La presencia.
Autor: Florencio Diaz Ceberino
Ahí estaba. En el rincón derecho de la habitación. Yo la señale y todos la advirtieron. La presencia quedo inmóvil, mis amigos también, y yo solo repetía, “ahí esta, ¿la ven?, la presencia”. Nadie respondía, pero todos la tenían pegadas en sus retinas. Las pupilas se dilataron y se contrajeron. El tiempo parecía detenerse. Ya nada era efímero. Paz, serenidad, tranquilidad. Nuestros cuerpos parecían llenos de plumas, se sentía la blanda presión de la gravedad, y nosotros creiamos flotar, pero los pies no se despegaban del piso. La presencia nos aterraba la vista, y al mismo tiempo nos alegraba el alma.
Ayer, alguien nos dijo que no debíamos dejar que entre en nuestro cuerpo, y, si lo hacia, tendríamos que apretar fuerte nuestros estómagos con ambas manos, asi la presencia saldría por nuestras bocas, que era por donde solía entrar:
-“¡Todos tápense la boca!”- gritó uno de mi amigos.
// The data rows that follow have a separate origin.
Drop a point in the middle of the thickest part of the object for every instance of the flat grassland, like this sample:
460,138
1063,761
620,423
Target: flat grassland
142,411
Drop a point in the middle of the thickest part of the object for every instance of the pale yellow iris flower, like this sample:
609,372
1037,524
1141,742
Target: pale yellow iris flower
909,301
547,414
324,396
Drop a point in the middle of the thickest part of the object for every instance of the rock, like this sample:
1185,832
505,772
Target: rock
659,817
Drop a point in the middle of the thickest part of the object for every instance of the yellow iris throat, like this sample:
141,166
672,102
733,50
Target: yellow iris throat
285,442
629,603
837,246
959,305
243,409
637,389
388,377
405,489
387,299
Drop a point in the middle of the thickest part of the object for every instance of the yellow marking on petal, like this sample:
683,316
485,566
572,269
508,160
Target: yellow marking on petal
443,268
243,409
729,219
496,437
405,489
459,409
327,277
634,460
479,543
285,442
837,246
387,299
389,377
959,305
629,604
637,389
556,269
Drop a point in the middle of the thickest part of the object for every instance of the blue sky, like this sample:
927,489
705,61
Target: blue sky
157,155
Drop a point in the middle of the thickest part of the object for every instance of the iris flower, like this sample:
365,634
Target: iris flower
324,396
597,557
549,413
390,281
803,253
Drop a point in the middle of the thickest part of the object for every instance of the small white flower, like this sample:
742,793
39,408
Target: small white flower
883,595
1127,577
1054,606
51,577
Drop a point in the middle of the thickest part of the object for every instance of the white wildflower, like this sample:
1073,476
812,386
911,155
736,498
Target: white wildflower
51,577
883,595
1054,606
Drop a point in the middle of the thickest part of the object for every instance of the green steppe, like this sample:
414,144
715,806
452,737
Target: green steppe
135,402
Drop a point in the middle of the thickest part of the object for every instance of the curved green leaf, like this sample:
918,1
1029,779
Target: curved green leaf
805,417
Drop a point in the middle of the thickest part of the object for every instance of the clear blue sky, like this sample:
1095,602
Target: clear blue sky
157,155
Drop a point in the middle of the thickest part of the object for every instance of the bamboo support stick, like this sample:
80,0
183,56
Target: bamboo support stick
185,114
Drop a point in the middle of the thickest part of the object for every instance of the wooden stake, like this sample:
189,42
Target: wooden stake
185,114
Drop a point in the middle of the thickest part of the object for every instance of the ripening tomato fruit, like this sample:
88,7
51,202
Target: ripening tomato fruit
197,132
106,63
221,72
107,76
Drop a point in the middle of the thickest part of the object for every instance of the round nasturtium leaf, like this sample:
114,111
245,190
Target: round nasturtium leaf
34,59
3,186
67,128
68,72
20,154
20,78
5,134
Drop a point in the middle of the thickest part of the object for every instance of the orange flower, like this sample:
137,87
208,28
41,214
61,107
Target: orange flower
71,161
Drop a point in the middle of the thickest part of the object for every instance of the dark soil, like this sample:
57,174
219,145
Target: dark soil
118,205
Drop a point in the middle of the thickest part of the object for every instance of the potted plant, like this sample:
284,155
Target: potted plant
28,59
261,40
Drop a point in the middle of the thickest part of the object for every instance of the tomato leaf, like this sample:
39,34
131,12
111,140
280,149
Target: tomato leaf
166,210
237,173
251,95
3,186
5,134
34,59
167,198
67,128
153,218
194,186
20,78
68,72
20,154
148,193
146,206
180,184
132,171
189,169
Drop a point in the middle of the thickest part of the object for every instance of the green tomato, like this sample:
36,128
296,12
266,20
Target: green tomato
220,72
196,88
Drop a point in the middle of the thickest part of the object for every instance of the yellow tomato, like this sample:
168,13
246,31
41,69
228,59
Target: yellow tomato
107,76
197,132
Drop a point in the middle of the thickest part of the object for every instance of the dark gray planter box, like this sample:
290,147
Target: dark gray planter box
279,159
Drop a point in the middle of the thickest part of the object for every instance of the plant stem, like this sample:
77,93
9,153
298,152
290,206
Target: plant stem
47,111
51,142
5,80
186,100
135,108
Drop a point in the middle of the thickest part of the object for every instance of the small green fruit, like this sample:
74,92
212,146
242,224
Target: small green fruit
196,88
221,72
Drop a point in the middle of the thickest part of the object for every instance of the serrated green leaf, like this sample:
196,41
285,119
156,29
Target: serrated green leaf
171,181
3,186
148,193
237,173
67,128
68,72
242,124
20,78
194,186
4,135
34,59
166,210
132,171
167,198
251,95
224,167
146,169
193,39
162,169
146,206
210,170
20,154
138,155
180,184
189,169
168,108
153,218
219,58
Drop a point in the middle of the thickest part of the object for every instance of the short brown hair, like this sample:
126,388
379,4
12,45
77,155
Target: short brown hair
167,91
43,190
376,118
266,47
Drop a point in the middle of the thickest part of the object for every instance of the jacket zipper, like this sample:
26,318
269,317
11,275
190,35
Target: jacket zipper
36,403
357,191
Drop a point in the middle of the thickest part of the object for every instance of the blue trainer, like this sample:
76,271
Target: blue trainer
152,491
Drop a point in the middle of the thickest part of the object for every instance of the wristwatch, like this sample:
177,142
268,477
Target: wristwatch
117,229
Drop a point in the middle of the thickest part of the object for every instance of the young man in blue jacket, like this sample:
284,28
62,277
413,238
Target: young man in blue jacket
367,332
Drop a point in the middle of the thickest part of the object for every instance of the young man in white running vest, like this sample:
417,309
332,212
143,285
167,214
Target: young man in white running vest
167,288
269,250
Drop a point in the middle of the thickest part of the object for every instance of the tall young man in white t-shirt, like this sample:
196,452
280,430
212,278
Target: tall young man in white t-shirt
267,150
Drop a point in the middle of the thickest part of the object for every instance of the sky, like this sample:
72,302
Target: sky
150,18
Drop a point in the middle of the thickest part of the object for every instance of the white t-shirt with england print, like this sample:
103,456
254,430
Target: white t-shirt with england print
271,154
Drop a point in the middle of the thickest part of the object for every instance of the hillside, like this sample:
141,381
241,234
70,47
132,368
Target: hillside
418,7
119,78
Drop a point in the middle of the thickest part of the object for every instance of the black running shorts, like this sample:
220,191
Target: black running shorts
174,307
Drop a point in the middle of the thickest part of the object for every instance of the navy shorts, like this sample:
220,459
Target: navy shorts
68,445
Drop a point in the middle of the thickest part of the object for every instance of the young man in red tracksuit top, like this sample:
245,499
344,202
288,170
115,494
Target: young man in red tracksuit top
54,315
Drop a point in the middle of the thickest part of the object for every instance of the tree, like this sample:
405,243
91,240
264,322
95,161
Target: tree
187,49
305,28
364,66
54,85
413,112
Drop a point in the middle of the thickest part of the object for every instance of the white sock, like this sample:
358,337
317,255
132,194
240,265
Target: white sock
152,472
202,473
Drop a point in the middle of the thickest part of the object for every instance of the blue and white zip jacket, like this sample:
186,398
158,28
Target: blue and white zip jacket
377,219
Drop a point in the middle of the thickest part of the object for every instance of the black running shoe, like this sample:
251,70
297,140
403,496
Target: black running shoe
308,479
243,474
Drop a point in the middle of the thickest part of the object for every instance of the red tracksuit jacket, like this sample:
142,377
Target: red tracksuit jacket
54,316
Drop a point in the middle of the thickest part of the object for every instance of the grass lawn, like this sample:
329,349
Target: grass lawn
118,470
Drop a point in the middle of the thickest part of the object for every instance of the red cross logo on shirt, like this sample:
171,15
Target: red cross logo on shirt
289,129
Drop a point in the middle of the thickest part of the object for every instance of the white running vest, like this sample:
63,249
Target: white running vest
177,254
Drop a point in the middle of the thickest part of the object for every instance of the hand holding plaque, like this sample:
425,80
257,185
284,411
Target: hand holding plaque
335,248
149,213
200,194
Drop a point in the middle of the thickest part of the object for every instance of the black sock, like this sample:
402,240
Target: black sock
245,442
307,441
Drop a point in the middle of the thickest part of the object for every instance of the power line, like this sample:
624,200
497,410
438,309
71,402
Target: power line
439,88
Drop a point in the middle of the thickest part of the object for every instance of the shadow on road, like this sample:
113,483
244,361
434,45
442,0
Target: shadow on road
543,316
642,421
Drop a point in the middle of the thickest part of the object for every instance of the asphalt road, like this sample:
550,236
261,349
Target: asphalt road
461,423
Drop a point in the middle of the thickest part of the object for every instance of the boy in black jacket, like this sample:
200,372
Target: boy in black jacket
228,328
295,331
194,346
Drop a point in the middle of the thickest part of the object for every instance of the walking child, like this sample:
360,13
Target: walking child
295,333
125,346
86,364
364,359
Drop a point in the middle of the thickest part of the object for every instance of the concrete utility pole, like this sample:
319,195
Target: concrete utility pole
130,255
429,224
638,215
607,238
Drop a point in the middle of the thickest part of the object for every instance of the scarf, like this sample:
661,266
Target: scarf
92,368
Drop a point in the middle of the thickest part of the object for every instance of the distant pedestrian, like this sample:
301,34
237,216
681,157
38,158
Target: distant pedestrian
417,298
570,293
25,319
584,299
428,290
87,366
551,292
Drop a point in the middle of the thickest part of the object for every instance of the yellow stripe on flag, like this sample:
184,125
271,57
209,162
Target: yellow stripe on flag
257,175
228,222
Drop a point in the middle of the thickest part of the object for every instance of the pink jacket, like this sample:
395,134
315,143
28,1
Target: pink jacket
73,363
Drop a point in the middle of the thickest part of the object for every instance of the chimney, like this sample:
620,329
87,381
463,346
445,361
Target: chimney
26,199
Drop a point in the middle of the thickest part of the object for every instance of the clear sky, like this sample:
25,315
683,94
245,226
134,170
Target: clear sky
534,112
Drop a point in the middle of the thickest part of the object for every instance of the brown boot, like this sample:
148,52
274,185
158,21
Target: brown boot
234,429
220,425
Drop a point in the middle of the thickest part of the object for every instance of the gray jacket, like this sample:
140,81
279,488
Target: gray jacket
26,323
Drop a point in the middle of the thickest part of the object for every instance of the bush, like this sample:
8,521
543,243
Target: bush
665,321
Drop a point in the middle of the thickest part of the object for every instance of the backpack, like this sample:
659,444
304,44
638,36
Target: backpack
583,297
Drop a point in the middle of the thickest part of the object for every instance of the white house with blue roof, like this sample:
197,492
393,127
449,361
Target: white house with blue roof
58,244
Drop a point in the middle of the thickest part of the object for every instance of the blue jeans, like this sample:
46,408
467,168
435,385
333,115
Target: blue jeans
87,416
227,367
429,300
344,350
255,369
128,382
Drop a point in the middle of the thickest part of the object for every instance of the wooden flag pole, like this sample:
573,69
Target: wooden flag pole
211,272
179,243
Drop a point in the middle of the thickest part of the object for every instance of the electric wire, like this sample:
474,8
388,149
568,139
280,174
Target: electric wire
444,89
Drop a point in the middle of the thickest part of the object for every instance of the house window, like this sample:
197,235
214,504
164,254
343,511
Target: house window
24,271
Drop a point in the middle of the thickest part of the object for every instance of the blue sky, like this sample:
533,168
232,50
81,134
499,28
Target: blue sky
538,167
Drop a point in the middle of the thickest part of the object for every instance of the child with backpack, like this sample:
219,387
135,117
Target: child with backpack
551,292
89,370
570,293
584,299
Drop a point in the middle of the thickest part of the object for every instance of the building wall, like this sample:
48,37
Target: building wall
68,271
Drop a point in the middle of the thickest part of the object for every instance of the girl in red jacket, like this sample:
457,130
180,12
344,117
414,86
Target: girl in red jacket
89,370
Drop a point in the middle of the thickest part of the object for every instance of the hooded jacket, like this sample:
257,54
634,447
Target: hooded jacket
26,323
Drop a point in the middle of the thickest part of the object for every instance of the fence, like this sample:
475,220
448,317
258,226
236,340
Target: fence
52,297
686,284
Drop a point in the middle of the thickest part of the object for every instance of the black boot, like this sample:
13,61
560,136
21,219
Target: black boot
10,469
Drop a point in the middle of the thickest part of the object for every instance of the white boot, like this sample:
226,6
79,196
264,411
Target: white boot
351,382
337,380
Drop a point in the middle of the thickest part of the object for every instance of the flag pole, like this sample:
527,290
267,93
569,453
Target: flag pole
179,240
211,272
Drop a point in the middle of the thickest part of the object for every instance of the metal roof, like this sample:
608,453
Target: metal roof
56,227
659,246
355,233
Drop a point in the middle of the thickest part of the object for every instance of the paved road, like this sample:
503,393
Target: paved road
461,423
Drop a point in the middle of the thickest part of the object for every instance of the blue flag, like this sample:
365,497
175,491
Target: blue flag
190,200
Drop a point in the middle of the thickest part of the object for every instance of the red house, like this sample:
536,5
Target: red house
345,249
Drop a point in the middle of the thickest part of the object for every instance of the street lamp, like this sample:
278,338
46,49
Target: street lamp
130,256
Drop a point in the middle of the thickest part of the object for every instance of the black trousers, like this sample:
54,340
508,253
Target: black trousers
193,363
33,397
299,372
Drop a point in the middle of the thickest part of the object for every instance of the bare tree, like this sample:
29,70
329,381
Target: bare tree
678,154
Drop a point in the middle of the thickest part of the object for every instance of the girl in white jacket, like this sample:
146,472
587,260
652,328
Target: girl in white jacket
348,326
Yo no podía reconocer quien, todos tenían diferentes rostros, o los mismo, o no tenían, no lo se.
La voz era muy grave y todos nosotros, muy jóvenes.
La lámpara de dos bombillas que estaba en el techo, las cuales apuntaban a distintas paredes, aumentaron su potencia lumínica. Todo era blanco. La presencia no se movía, había quedado fija en el rincón. Ahora con toda esta luz, la podíamos ver mejor. La presencia parecía una camisa de mangas largas echa de un humo color ceniza, pero mas oscuro. Se movía en su lugar, como humo, y causaba terror. Congelaba la transpiración que el nerviosismo, hacia brotar en la espalda. Al mismo tiempo paz.
-“Creí que era la muerte”- dijo bernardo, una vez fuera. “yo pensé lo mismo”, le dije.
Todos nos sacamos la mano de nuestras bocas, y volvimos a respirar tranquilos, al darnos cuenta que la presencia tenia un gran vidrio rectangular, flotando sobre si. Esto era lo que no le permitía moverse y meterse en nosotros. Nadie se atrevió a quitárselo, por miedo a que se nos escabulla. La presencia se dio cuenta que no caeríamos en su trampa. La luz volvió a su normalidad, el terror y la paz se esfumaron, otra vez todo era efimero y todos teníamos rostros. Nos miramos y salimos por la puerta contraria a la que habíamos entrado. Caminamos en silencio por el gran pasillo alfombrado. Bajamos la primera sección de la escalera. Llegamos al descanso. Dimos dos pasos hacia los próximos escalones, cuando una mujer subía frente a nosotros. Tenía el pelo corto y rubio. Grandes lentes negros. Aros rojos, que le colgaban. Una bufanda de lana en tonos verdes y marrones. Una chaqueta de cuero negro, y una pollera larga y rosa.
-“Ahí esta, ¿la ven?, esa es la muerte”- dije, y la señale.